When Too Much Analysis Is Barely Enough
Amongst the standard-issue ammunition in the journalism industry’s defensive skirmishes against those pesky citizen journalists and news bloggers is the deceptively simple claim that there’s a clear difference between reporting the news, i.e. breaking stories (which is what professional journalists do) and commenting on the news, i.e. “endless talk” (which is what everyone else does).
It’s a line repeated in the latest missive from Christian Kerr in The Australian - a rabid, self-serving rant against all those online commentators from Possum’s Pollytics to Larvatus Prodeo whom he doesn’t like, curiously claiming in its title that “our blogs [are] too analytical”, as if intelligent analysis is somehow a bad thing. Still, if nothing else, it’s got one thing going for it: if ‘real’ journalists are the ones that break stories, then Kerr himself isn’t a journalist.

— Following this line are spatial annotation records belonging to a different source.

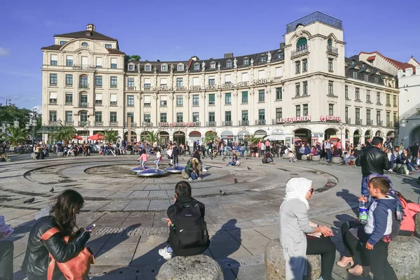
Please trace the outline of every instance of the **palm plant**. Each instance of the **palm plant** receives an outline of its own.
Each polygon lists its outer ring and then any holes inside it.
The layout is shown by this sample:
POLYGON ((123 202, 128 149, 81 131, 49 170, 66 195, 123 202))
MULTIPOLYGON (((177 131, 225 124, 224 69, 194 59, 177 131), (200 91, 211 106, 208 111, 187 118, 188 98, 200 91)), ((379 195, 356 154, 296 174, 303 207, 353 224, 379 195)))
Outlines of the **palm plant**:
POLYGON ((6 139, 12 146, 20 146, 27 139, 27 132, 23 128, 10 127, 8 128, 8 132, 9 135, 6 136, 6 139))
POLYGON ((98 134, 103 136, 104 140, 108 143, 113 143, 118 138, 118 132, 113 130, 112 128, 111 130, 106 129, 104 132, 99 132, 98 134))

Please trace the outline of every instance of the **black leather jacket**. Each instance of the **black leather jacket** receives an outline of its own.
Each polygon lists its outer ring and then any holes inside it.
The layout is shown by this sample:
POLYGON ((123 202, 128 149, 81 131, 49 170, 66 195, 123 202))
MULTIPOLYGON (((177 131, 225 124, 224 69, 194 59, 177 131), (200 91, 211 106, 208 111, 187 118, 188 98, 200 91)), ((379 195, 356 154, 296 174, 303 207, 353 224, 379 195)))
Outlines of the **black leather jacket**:
POLYGON ((365 148, 358 157, 363 177, 367 177, 372 173, 383 175, 384 169, 388 170, 391 168, 386 153, 375 146, 365 148))
POLYGON ((49 253, 58 262, 65 262, 77 255, 89 240, 88 232, 78 234, 73 241, 66 244, 64 236, 58 232, 49 239, 40 241, 42 234, 52 227, 58 227, 54 217, 42 217, 36 221, 28 239, 26 255, 22 265, 22 270, 31 275, 46 275, 50 262, 49 253))

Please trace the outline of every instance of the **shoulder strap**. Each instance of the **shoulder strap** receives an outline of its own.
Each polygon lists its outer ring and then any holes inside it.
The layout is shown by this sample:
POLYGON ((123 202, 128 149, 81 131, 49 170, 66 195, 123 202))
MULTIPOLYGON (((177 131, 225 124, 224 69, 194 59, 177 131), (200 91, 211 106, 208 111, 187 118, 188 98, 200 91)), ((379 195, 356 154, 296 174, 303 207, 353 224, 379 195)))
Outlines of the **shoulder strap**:
POLYGON ((46 232, 45 232, 43 233, 43 234, 42 234, 41 236, 41 238, 39 239, 41 241, 42 240, 48 240, 52 235, 55 234, 57 232, 59 232, 59 230, 58 229, 58 227, 52 227, 52 228, 47 230, 46 232))

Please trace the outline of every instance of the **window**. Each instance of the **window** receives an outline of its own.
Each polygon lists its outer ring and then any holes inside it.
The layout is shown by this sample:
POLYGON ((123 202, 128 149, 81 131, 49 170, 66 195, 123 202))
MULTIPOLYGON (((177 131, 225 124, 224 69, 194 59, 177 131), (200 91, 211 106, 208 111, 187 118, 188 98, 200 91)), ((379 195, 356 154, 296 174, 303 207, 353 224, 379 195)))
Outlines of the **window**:
POLYGON ((116 58, 111 59, 111 68, 112 68, 113 69, 117 69, 117 59, 116 58))
POLYGON ((57 85, 57 74, 50 74, 50 85, 57 85))
POLYGON ((110 112, 109 113, 109 121, 111 122, 117 122, 117 112, 110 112))
POLYGON ((50 111, 50 122, 56 122, 57 121, 57 111, 50 111))
POLYGON ((192 113, 192 122, 200 122, 200 118, 199 118, 198 112, 193 112, 192 113))
POLYGON ((134 96, 127 95, 127 106, 128 107, 132 107, 134 106, 134 96))
POLYGON ((209 77, 209 85, 214 85, 216 83, 214 81, 214 76, 209 77))
POLYGON ((176 122, 183 122, 183 115, 182 113, 176 113, 176 122))
POLYGON ((295 67, 296 69, 295 73, 297 74, 300 73, 300 61, 295 62, 295 67))
POLYGON ((230 92, 226 92, 225 94, 225 104, 232 104, 232 94, 230 92))
POLYGON ((334 82, 328 80, 328 94, 334 95, 334 82))
POLYGON ((305 80, 303 83, 303 95, 308 95, 308 82, 305 80))
POLYGON ((66 93, 66 105, 73 104, 73 94, 66 93))
POLYGON ((102 112, 94 112, 94 122, 100 122, 102 121, 102 112))
POLYGON ((72 74, 66 74, 66 87, 73 86, 73 75, 72 74))
POLYGON ((167 122, 166 113, 160 113, 160 122, 167 122))
POLYGON ((297 51, 306 50, 307 47, 307 40, 306 38, 302 37, 298 40, 298 42, 296 43, 297 51))
POLYGON ((50 65, 57 65, 58 61, 58 55, 51 55, 51 61, 50 62, 50 65))
POLYGON ((72 55, 67 55, 66 65, 70 66, 73 66, 73 56, 72 55))
POLYGON ((265 99, 265 91, 264 90, 258 90, 258 102, 264 102, 265 99))
POLYGON ((102 87, 102 76, 97 76, 94 77, 94 85, 97 88, 102 87))
POLYGON ((66 122, 73 122, 72 111, 66 111, 66 122))
POLYGON ((265 109, 258 110, 258 120, 265 120, 265 109))
POLYGON ((328 71, 332 72, 332 59, 328 59, 328 71))
POLYGON ((117 77, 114 77, 114 76, 111 77, 111 88, 117 88, 117 77))
POLYGON ((176 86, 182 87, 183 85, 182 78, 176 78, 176 86))
POLYGON ((209 105, 214 105, 215 104, 215 94, 214 93, 211 93, 209 94, 209 105))
POLYGON ((97 57, 97 68, 102 68, 102 57, 97 57))
POLYGON ((183 106, 183 99, 182 98, 182 95, 176 96, 176 106, 182 107, 183 106))
POLYGON ((328 104, 328 115, 334 115, 334 104, 328 104))
POLYGON ((276 118, 283 118, 283 108, 276 108, 276 118))
POLYGON ((303 115, 308 115, 308 104, 303 104, 303 115))
POLYGON ((161 96, 160 97, 160 106, 161 107, 166 107, 167 106, 167 97, 166 97, 166 96, 161 96))
POLYGON ((248 120, 248 110, 242 111, 242 120, 248 120))
POLYGON ((198 94, 193 94, 192 95, 192 106, 199 106, 200 105, 200 102, 199 102, 199 95, 198 94))
POLYGON ((276 88, 276 100, 283 99, 283 92, 281 88, 276 88))
POLYGON ((242 92, 242 103, 248 103, 248 92, 242 92))
POLYGON ((296 96, 300 95, 300 83, 296 83, 296 96))

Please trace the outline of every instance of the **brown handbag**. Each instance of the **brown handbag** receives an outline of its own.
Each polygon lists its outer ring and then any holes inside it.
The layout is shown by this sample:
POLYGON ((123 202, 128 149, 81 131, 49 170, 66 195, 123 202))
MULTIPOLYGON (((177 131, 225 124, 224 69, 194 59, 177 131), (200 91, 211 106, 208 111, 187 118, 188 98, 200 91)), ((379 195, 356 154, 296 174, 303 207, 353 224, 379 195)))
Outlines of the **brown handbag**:
MULTIPOLYGON (((59 232, 59 230, 57 227, 52 227, 42 234, 40 239, 48 240, 57 232, 59 232)), ((68 243, 69 237, 65 237, 64 241, 68 243)), ((48 280, 52 280, 52 274, 56 264, 67 280, 85 279, 90 270, 90 265, 94 264, 94 258, 86 247, 76 257, 66 262, 56 262, 51 253, 50 253, 50 258, 51 261, 48 264, 48 280)))

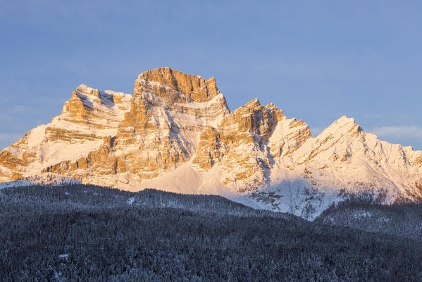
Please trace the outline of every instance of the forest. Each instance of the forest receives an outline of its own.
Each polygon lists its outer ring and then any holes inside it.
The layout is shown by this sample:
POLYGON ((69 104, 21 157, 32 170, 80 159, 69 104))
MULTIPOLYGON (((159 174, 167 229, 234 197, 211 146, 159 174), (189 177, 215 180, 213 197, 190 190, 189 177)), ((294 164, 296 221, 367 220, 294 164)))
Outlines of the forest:
POLYGON ((314 221, 219 196, 0 190, 1 281, 421 281, 422 207, 346 202, 314 221))

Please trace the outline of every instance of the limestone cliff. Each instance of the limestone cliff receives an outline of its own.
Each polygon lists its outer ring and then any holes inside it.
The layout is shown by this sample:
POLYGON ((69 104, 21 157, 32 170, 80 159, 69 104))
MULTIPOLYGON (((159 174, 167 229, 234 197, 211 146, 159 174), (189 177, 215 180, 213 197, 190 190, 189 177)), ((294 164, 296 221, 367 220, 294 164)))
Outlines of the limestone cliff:
POLYGON ((141 73, 133 95, 80 85, 61 115, 0 152, 0 182, 42 175, 218 194, 308 219, 351 195, 422 199, 421 151, 345 116, 313 137, 257 99, 230 113, 213 78, 169 68, 141 73))

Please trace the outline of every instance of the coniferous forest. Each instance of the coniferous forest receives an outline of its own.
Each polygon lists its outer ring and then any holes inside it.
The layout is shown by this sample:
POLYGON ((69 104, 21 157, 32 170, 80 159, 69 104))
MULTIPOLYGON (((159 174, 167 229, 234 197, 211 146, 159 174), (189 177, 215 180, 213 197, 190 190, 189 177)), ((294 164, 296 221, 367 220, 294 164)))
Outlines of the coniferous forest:
POLYGON ((0 190, 3 281, 421 281, 422 206, 345 202, 313 222, 218 196, 0 190))

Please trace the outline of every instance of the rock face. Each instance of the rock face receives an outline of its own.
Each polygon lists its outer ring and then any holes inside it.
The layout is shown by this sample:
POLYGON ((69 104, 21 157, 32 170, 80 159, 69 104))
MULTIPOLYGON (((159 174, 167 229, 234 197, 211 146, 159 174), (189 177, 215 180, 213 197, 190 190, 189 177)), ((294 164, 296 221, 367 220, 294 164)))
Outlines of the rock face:
POLYGON ((0 152, 0 182, 61 175, 219 194, 307 219, 356 195, 419 201, 421 173, 421 151, 380 141, 353 118, 312 137, 256 99, 230 113, 213 78, 168 68, 140 74, 133 95, 80 85, 60 116, 0 152))

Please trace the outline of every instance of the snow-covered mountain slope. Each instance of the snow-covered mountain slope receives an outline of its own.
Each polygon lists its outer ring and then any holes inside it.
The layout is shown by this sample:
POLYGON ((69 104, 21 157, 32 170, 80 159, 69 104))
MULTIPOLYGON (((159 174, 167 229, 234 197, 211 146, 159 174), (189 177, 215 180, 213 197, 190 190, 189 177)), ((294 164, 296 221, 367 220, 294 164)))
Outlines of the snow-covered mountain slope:
POLYGON ((0 153, 0 180, 54 173, 137 190, 221 195, 314 219, 350 197, 421 201, 422 151, 343 116, 316 137, 255 99, 230 112, 213 78, 148 70, 134 94, 79 86, 62 114, 0 153))

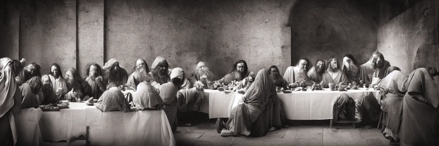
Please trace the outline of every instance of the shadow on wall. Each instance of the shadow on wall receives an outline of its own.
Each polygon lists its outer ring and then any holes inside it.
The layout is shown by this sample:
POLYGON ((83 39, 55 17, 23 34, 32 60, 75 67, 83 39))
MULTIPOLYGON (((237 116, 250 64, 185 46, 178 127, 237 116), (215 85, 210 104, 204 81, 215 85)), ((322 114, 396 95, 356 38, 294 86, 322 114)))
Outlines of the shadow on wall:
POLYGON ((291 65, 308 58, 311 63, 345 54, 359 64, 377 47, 375 3, 367 0, 298 0, 291 9, 291 65))

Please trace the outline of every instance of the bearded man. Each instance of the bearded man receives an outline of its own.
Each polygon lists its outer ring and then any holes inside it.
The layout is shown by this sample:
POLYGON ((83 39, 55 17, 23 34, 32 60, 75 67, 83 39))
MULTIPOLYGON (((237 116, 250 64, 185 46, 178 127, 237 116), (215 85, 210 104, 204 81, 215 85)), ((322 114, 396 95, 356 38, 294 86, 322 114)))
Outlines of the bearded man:
POLYGON ((328 63, 327 68, 322 76, 326 85, 322 88, 328 88, 329 83, 338 84, 340 82, 344 85, 347 85, 348 77, 344 71, 340 69, 340 64, 337 58, 330 59, 328 63))
POLYGON ((365 87, 367 87, 371 84, 371 81, 364 69, 359 67, 356 64, 356 60, 352 55, 345 55, 343 58, 343 66, 342 68, 348 77, 348 83, 355 82, 360 85, 360 81, 363 81, 363 84, 366 84, 365 87))
POLYGON ((253 72, 248 71, 248 68, 245 61, 241 60, 236 62, 233 65, 233 67, 230 70, 228 74, 222 78, 215 81, 214 85, 215 87, 218 87, 223 83, 224 85, 228 85, 234 81, 242 81, 242 86, 245 87, 248 81, 253 81, 256 75, 253 72))
POLYGON ((18 83, 18 85, 21 85, 22 84, 26 82, 27 80, 32 77, 36 76, 41 78, 40 69, 40 65, 35 62, 24 67, 22 71, 20 72, 18 76, 15 78, 17 82, 18 83))
POLYGON ((44 100, 41 103, 44 105, 55 103, 59 100, 59 97, 62 94, 60 90, 54 91, 52 81, 50 75, 44 75, 41 76, 41 91, 44 96, 44 100), (57 98, 58 97, 58 98, 57 98))
POLYGON ((209 89, 209 87, 212 86, 213 83, 212 81, 215 80, 215 75, 209 71, 209 68, 206 66, 206 64, 203 61, 200 61, 197 64, 197 66, 194 67, 192 69, 192 77, 189 78, 191 82, 201 82, 205 85, 203 86, 205 89, 209 89))
POLYGON ((309 79, 313 82, 319 84, 323 79, 323 76, 327 75, 325 72, 325 67, 326 63, 325 61, 321 60, 317 61, 314 64, 314 66, 309 69, 307 73, 309 79))
POLYGON ((439 143, 439 88, 433 77, 435 68, 418 68, 408 76, 403 100, 399 136, 401 145, 435 146, 439 143))
POLYGON ((22 109, 34 107, 38 108, 41 101, 44 100, 44 96, 41 92, 41 79, 38 77, 33 77, 20 86, 23 99, 22 109))
POLYGON ((153 78, 148 74, 149 68, 148 67, 146 61, 143 59, 139 59, 136 61, 132 71, 133 73, 128 77, 128 81, 126 86, 131 86, 133 89, 137 89, 137 85, 140 83, 148 82, 153 78))
POLYGON ((101 66, 94 63, 90 64, 87 65, 86 71, 87 77, 86 78, 85 80, 91 87, 91 93, 93 94, 92 96, 90 97, 93 97, 94 99, 97 100, 99 99, 107 89, 106 86, 96 82, 96 79, 101 76, 102 71, 101 66))
POLYGON ((67 82, 62 76, 61 68, 59 65, 56 63, 52 64, 50 66, 49 74, 50 75, 49 77, 50 78, 50 81, 52 82, 53 91, 55 93, 60 91, 62 94, 61 97, 64 97, 68 92, 68 90, 67 89, 67 82))
POLYGON ((302 58, 295 66, 287 68, 284 74, 284 79, 288 83, 288 87, 295 88, 304 84, 312 83, 306 73, 309 68, 309 61, 306 58, 302 58))
POLYGON ((169 76, 169 65, 166 59, 162 56, 155 58, 151 65, 151 71, 148 74, 154 78, 154 80, 160 85, 171 82, 169 76))
POLYGON ((0 59, 0 143, 13 146, 17 135, 12 132, 15 129, 14 115, 21 111, 22 93, 15 78, 23 69, 22 61, 11 60, 9 58, 0 59))
POLYGON ((272 65, 268 68, 268 75, 270 76, 270 79, 274 85, 276 86, 276 89, 280 90, 283 88, 284 89, 287 89, 288 83, 284 79, 284 77, 281 75, 279 73, 279 69, 275 65, 272 65))
POLYGON ((65 79, 67 81, 67 88, 70 91, 65 96, 65 100, 83 101, 86 100, 86 96, 93 96, 91 93, 91 87, 88 82, 79 77, 78 72, 75 68, 72 68, 65 72, 65 79))

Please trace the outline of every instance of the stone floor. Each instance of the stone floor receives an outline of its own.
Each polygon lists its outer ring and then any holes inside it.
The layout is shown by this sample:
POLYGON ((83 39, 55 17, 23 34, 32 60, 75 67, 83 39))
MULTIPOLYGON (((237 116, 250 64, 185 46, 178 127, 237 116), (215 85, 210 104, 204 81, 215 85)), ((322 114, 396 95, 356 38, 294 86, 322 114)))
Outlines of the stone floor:
MULTIPOLYGON (((329 121, 308 121, 304 124, 295 123, 288 128, 268 132, 262 137, 223 137, 216 133, 213 122, 179 127, 174 136, 177 146, 390 146, 389 140, 376 128, 354 129, 351 124, 337 124, 330 128, 329 121)), ((83 146, 85 143, 85 141, 76 141, 68 145, 83 146)), ((68 144, 45 142, 43 145, 68 144)))

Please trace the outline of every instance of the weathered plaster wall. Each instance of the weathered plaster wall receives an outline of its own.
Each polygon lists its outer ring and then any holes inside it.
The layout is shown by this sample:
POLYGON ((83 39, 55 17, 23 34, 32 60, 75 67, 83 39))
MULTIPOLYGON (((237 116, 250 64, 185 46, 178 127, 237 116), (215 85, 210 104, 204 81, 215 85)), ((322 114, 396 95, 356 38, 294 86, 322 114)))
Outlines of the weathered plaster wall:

One problem with that neat definition, though, is that breaking stories isn’t a particularly common trait of mainstream newsroom practice these days: much of the content of our daily newspapers and broadcast bulletins comes from a diminishing number of global wire services, and is simply processed by journalists to fit the local context. Similar to citizen journalists’ common practice of gatewatching - following the news passing through the gates of mainstream news publications, and then commenting on it - this is a kind of industrial gatewatching, where agency feeds are constantly monitored for new items to be inserted into the locally-produced publication. So, news bloggers and citizen journalists don’t tend to break stories - but neither, for the most part, do professional journalists.